上達の指南

小松英樹九段の「模様を楽しもう」

(3)急所を見極め 立体的に

(寄稿連載 2017/10/03読売新聞掲載)

 お互いに模様ができて、打ちたいポイントがたくさんある碁では、優先順位に悩むことになるでしょう。できることなら、自分の模様を広げながら相手の模様は小さくなるような急所を見極めたいもの。模様は平面的なままより、立体的に膨らんでこそ価値が高まります。

 【テーマ図】白番です。白は上辺と下辺に模様ができています。黒は右辺と左辺が模様です。互いに二つずつ模様がありますが、急所は一つ。数手先まで想定して方向を決めてください。

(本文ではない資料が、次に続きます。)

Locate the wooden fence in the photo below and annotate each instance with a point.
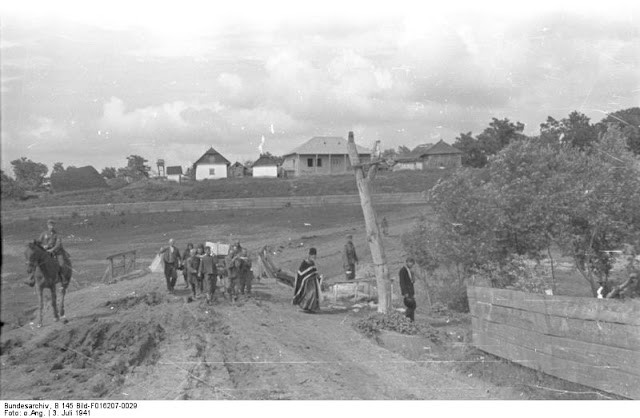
(122, 263)
(593, 342)
(207, 205)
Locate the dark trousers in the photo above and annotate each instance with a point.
(212, 280)
(244, 281)
(170, 275)
(410, 312)
(350, 271)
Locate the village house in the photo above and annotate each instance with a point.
(411, 160)
(238, 170)
(265, 166)
(174, 173)
(77, 178)
(427, 156)
(212, 165)
(321, 155)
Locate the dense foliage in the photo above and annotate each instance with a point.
(29, 174)
(534, 194)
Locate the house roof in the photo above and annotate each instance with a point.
(77, 179)
(442, 148)
(414, 155)
(325, 145)
(265, 161)
(174, 170)
(212, 157)
(421, 151)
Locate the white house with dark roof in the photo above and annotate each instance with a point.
(265, 166)
(321, 155)
(174, 173)
(212, 165)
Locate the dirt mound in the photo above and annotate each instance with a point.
(128, 302)
(88, 360)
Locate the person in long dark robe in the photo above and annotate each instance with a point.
(307, 286)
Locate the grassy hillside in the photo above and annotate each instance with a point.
(155, 190)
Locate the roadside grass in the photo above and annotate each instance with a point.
(153, 190)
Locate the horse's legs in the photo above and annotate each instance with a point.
(63, 293)
(54, 303)
(40, 302)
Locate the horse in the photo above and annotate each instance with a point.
(47, 273)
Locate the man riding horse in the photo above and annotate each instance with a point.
(51, 241)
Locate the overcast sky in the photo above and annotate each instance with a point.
(93, 82)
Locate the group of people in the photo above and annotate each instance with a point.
(308, 282)
(202, 270)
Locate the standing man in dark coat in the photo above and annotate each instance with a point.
(209, 270)
(171, 257)
(349, 259)
(406, 288)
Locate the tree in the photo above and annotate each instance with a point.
(29, 174)
(108, 172)
(575, 130)
(136, 164)
(472, 153)
(537, 195)
(57, 168)
(10, 187)
(136, 168)
(499, 134)
(626, 121)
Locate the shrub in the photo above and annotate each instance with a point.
(391, 321)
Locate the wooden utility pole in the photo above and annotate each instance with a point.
(371, 222)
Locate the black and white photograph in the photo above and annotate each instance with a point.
(318, 201)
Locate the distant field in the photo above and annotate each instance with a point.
(154, 190)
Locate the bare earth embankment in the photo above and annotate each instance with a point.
(132, 340)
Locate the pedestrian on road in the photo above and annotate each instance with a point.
(171, 258)
(209, 271)
(185, 274)
(245, 275)
(349, 258)
(232, 264)
(307, 285)
(406, 288)
(193, 267)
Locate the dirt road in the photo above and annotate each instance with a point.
(133, 340)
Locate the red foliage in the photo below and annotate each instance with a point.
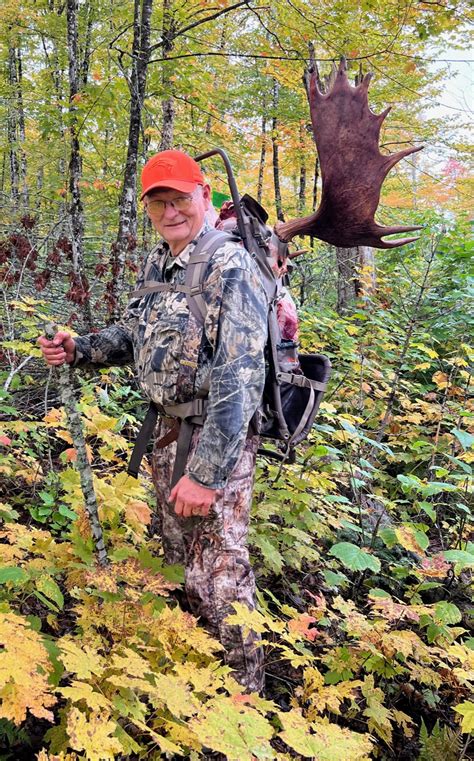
(28, 222)
(79, 289)
(100, 269)
(54, 257)
(42, 279)
(131, 265)
(5, 251)
(64, 245)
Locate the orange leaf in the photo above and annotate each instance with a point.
(71, 455)
(301, 625)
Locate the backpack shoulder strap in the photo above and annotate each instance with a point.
(206, 247)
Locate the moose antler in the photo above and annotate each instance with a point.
(347, 133)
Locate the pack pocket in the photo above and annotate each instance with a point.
(298, 397)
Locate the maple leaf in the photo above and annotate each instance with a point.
(130, 662)
(238, 731)
(326, 742)
(179, 634)
(379, 717)
(175, 693)
(24, 671)
(466, 710)
(93, 735)
(78, 691)
(434, 567)
(139, 512)
(301, 626)
(82, 661)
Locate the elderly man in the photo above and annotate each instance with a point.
(204, 519)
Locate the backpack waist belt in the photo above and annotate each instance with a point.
(185, 416)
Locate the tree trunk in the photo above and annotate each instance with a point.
(314, 200)
(167, 104)
(367, 282)
(127, 231)
(356, 275)
(346, 259)
(12, 129)
(302, 179)
(276, 164)
(79, 291)
(263, 152)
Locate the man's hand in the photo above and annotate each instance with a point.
(58, 351)
(191, 498)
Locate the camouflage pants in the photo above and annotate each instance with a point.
(214, 553)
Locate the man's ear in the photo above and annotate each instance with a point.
(206, 194)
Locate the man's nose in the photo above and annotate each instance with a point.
(170, 210)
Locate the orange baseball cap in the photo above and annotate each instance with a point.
(171, 169)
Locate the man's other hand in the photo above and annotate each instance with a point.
(58, 351)
(190, 498)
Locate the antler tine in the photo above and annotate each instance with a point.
(381, 117)
(392, 229)
(365, 81)
(353, 169)
(395, 243)
(394, 158)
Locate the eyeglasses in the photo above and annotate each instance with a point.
(157, 207)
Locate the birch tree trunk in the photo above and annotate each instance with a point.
(302, 179)
(263, 151)
(276, 163)
(167, 104)
(127, 230)
(12, 130)
(79, 291)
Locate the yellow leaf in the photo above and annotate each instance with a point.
(131, 662)
(138, 512)
(352, 329)
(176, 694)
(408, 540)
(93, 735)
(466, 710)
(326, 742)
(81, 661)
(24, 671)
(78, 691)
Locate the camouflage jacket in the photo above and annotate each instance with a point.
(156, 328)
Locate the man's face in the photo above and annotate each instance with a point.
(178, 226)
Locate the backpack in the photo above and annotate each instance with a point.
(294, 382)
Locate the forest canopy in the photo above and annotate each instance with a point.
(362, 548)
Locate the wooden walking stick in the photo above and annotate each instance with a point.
(68, 399)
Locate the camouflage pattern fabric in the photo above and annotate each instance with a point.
(153, 333)
(214, 553)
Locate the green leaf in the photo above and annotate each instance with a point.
(436, 487)
(465, 438)
(447, 613)
(466, 710)
(355, 558)
(13, 574)
(461, 558)
(49, 588)
(428, 508)
(333, 579)
(67, 512)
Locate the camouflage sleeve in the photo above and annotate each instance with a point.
(112, 346)
(237, 375)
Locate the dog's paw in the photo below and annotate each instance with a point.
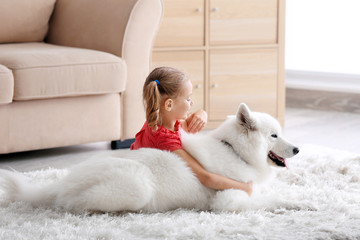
(230, 201)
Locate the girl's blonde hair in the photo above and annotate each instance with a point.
(162, 83)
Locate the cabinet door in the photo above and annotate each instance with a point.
(247, 75)
(243, 21)
(182, 24)
(189, 62)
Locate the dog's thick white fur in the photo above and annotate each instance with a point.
(243, 148)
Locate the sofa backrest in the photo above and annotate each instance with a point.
(24, 20)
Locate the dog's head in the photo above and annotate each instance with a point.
(257, 138)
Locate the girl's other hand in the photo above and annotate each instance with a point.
(196, 121)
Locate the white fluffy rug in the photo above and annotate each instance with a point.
(317, 198)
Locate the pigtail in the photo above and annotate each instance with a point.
(152, 99)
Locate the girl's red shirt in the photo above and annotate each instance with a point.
(163, 138)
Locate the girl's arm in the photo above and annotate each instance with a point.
(212, 180)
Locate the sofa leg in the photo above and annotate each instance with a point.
(122, 144)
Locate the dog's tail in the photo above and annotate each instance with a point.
(16, 188)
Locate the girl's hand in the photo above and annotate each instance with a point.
(196, 121)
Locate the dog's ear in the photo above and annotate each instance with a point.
(244, 117)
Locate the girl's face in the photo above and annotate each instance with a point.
(183, 102)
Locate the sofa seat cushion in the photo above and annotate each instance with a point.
(6, 85)
(44, 70)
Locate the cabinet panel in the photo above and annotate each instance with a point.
(182, 24)
(242, 75)
(243, 21)
(189, 62)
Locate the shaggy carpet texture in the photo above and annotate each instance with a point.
(318, 197)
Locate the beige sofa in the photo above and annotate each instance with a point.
(71, 71)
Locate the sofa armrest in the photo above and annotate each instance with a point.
(126, 28)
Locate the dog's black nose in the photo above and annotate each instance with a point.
(296, 150)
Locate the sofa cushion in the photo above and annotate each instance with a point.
(24, 20)
(44, 70)
(6, 85)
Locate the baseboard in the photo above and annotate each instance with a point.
(323, 91)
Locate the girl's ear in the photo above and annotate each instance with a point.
(169, 104)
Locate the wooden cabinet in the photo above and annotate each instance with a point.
(182, 25)
(243, 21)
(232, 50)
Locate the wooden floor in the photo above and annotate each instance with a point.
(338, 130)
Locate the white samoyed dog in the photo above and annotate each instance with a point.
(243, 148)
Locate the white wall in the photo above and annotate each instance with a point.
(323, 36)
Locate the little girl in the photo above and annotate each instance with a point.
(167, 99)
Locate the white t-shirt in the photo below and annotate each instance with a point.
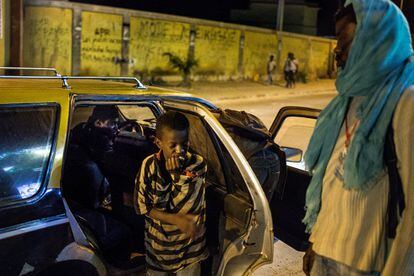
(291, 65)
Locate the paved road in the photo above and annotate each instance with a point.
(266, 108)
(286, 261)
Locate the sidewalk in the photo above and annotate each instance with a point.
(234, 90)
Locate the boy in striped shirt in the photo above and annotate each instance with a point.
(170, 192)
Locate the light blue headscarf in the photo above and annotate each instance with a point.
(379, 67)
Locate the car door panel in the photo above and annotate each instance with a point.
(288, 209)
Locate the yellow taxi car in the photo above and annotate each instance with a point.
(42, 230)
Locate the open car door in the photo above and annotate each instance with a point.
(292, 130)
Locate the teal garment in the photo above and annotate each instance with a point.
(380, 67)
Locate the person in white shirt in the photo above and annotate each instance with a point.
(291, 69)
(347, 201)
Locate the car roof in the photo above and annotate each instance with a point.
(32, 90)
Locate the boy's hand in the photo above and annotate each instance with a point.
(187, 224)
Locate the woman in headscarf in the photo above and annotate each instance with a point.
(347, 199)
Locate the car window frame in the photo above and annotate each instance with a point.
(46, 177)
(87, 99)
(295, 112)
(230, 187)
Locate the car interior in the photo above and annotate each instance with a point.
(229, 206)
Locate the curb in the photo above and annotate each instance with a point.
(261, 95)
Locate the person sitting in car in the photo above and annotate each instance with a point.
(87, 187)
(170, 192)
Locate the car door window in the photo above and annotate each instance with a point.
(201, 143)
(293, 137)
(26, 140)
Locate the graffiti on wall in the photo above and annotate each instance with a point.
(2, 51)
(217, 50)
(48, 38)
(257, 49)
(101, 44)
(319, 60)
(150, 38)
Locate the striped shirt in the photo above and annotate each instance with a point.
(168, 249)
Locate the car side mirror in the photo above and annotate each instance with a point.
(292, 154)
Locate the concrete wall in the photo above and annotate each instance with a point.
(48, 38)
(258, 47)
(97, 40)
(101, 44)
(217, 50)
(150, 39)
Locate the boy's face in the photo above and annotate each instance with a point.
(173, 143)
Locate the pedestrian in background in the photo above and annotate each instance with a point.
(271, 66)
(355, 201)
(290, 69)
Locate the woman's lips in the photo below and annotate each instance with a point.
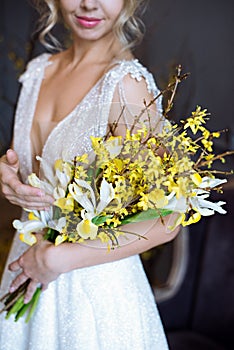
(88, 22)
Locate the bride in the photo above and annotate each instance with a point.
(91, 300)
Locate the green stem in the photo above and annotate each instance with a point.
(34, 303)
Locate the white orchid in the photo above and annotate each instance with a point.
(86, 228)
(198, 202)
(56, 180)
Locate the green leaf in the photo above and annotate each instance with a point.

 【1図】白1のケイマが互いの模様の接点です。黒2と受ければ利かしで、上辺の白模様を広げながら左辺の黒模様の拡大を制限する理想的な展開です。次いで白3に打ち込んで右辺の黒模様を荒らせば主導権を握ることができるでしょう。あるいは白Aの飛びで上辺をさらに広げるのも好点です。

 【2図】白1の打ち込みを急ぐのは方向を誤りました。黒2の押さえが急所で、ここが肝心なラインでした。白3、5とはね伸びて受けるくらいですが、上辺の白の広がりが制限されてしまいます。黒10まで左辺の黒模様は目いっぱいに膨らんでいます。模様の接点は出入りの大きい急所なのです。

 【3図】白1には、黒2の大ゲイマから模様の拡大を止めるのが急がれます。しかし、白3のツケで左辺の黒模様を消せば白は満足です。模様の碁では、白1のような分かりやすい手が好手になることが多いことを、覚えておいてください。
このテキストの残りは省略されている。